Por Esperanza Aguirre.
Lo verdaderamente asombroso de esta cumbre de la Celac es la naturalidad con la que casi todos los dirigentes de los países participantes han rendido su tributo de admiración a la dinastía de dictadores que sojuzga Cuba desde hace 55 años
RAÚL Castro, presidente de Cuba por la gracia de su hermano y por esa irresistible propensión que los comunistas tienen a crear dinastías de tiranos, clausuró el pasado miércoles en La Habana la III Cumbre de la Comunidad de Estados Latinoamericanos y Caribeños (Celac).
Esta Celac, cuya primera cumbre tuvo lugar en Caracas en diciembre de 2011, agrupa a todos los estados de América, excepto Estados Unidos y Canadá. Y aunque está fundada sobre las buenas intenciones habituales (impulsar el desarrollo y la cooperación de los países americanos), esta Celac actúa de hecho como un grupo de presión contra los Estados Unidos. Esto se puede comprobar con la Declaración de La Habana que acaban de aprobar, en la que lo más sustancial es el rechazo del embargo de Estados Unidos sobre Cuba o la protesta por el hecho de que Cuba figure en la lista negra que Washington tiene de los países que apoyan el terrorismo. Mientras que en esa declaración no hay ni una línea que denuncie la dictadura castrista ni un mínimo gesto hacia los cubanos que se juegan la vida, la libertad y la subsistencia por defender un cambio democrático en la isla.

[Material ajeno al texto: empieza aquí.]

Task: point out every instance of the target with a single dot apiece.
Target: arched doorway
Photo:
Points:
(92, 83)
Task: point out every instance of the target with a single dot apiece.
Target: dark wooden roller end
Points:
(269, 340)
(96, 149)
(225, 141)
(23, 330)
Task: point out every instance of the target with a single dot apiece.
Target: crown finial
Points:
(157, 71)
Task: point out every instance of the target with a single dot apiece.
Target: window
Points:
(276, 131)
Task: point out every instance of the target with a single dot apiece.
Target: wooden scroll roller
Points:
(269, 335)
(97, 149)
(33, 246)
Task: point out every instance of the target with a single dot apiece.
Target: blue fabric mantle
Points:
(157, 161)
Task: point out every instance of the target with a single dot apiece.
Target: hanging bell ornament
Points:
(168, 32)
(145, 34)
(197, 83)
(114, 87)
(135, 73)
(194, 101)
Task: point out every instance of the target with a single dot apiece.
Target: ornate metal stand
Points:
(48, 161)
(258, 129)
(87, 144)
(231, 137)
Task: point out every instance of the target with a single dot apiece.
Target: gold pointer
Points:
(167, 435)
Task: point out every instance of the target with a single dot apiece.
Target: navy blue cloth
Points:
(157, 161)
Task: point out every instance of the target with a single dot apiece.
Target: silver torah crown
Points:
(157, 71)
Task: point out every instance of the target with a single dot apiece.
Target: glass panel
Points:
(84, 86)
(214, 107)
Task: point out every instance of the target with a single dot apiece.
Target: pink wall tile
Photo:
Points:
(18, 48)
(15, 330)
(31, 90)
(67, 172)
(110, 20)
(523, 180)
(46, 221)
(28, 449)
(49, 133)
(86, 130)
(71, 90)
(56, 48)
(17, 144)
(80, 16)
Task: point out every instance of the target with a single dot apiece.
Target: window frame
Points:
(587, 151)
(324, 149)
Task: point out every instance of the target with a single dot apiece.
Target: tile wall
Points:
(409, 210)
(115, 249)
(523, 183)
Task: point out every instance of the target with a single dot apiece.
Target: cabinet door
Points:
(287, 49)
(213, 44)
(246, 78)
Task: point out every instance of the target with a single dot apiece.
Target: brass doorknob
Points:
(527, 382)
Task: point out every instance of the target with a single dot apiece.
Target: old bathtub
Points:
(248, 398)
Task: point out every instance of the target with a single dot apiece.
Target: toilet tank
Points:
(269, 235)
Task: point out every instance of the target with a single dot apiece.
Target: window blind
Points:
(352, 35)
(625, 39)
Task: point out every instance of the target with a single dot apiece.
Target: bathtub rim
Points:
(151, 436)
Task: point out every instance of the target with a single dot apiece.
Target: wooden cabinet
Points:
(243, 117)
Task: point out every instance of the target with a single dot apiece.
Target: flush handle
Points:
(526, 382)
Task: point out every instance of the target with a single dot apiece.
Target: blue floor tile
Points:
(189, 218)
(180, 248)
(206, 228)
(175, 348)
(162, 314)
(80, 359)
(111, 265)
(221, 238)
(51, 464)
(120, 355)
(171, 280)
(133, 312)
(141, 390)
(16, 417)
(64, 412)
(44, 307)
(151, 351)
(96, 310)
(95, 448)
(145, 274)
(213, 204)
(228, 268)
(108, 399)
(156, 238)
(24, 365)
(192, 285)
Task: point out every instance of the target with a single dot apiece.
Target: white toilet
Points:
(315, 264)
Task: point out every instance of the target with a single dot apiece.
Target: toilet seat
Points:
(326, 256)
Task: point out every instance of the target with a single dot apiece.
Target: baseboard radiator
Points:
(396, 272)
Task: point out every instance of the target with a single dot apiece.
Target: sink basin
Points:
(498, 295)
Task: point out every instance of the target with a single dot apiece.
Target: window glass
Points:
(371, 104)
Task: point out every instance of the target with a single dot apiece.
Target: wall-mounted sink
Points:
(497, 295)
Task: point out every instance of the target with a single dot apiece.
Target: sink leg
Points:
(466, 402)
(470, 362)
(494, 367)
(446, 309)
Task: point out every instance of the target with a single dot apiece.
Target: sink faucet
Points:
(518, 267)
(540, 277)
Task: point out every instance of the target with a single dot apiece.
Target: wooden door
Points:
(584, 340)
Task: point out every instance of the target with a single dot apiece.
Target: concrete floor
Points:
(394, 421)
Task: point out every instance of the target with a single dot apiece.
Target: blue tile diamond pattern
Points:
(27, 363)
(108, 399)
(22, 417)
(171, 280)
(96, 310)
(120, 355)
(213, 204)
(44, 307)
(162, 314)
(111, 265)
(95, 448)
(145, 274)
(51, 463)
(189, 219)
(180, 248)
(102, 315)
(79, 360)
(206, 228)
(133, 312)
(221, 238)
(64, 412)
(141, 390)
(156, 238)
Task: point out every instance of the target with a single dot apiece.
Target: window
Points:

Pero lo verdaderamente asombroso de esta cumbre es la naturalidad con la que casi todos los dirigentes de los países participantes han rendido su tributo de admiración a la dinastía de dictadores que sojuzga Cuba desde hace 55 años. Incluso con visitas al siniestro patriarca que implantó el régimen comunista que ha arruinado la República, ha arrebatado la libertad a los cubanos y los ha condenado a la pobreza, cuando no a la miseria.
En una época como la nuestra, en la que todos los dirigentes políticos del mundo quieren hacer gala de su carácter democrático y en la que, al menos de boquilla, todo el mundo abjura de las dictaduras, esa complacencia, cuando no admiración, hacia la dictadura castrista resulta verdaderamente escandalosa.
Y solo se explica por la benevolencia con la que en el mundo libre y democrático se sigue contemplando al comunismo. A pesar de que está archidemostrado que el comunismo es el sistema político más nefasto que ha inventado la Humanidad, a pesar de que ya conocemos con detalle muchos de los horrores que el comunismo ha producido, desde Lenin y Stalin en Rusia hasta Pol Pot en Camboya o la Revolución Cultural en China, a pesar de que ya no se pueden esconder las siniestras y excéntricas barbaridades de los Ceaucescu en Rumanía y de los Kim en Corea del Norte, todavía hay dirigentes democráticos que dedican sus sonrisas y sus afectos a un comunista como Fidel Castro.
¿Alguien puede imaginarse a un jefe de Estado o de Gobierno de un país libre yendo a rendir visita y homenaje a alguno de los dictadores no comunistas que en América han tenido, como Pinochet o como Stroessner? No se atrevería ninguno porque la prensa libre de sus países democráticos los crucificaría. Y con razón. Sin embargo, visitar a un tipo como Fidel y sonreír a su lado no solo les sale gratis a los dirigentes que van a hacerle la ola, sino que, probablemente, van a verle, precisamente, porque creen que una foto con ese anciano con chándal les da réditos electorales en sus países de origen. Y lo triste es que quizá sea así.
Es una batalla ideológica de largo alcance, la que todavía hay que librar para acabar con ese plus de legitimidad que sigue teniendo el comunismo en la opinión pública de los países libres. Un plus de legitimidad que lleva a homenajear y honrar a dictadores como Fidel o a mirar con una injusta benevolencia los desmanes de los muchos regímenes comunistas que han oprimido a sus semejantes.
O que nos lleva, como nos pasa en España, a criticar cualquier recuerdo positivo de la dictadura franquista y a no decir nada de los crímenes de los comunistas españoles en el pasado de nuestra Patria. Un pasado, precisamente, sobre el que ellos más que nadie insisten una y otra vez en volver.
A la vista de este tipo de comportamientos en los países libres, no queda ninguna duda de que la lucha por la libertad aún tiene mucho camino que recorrer.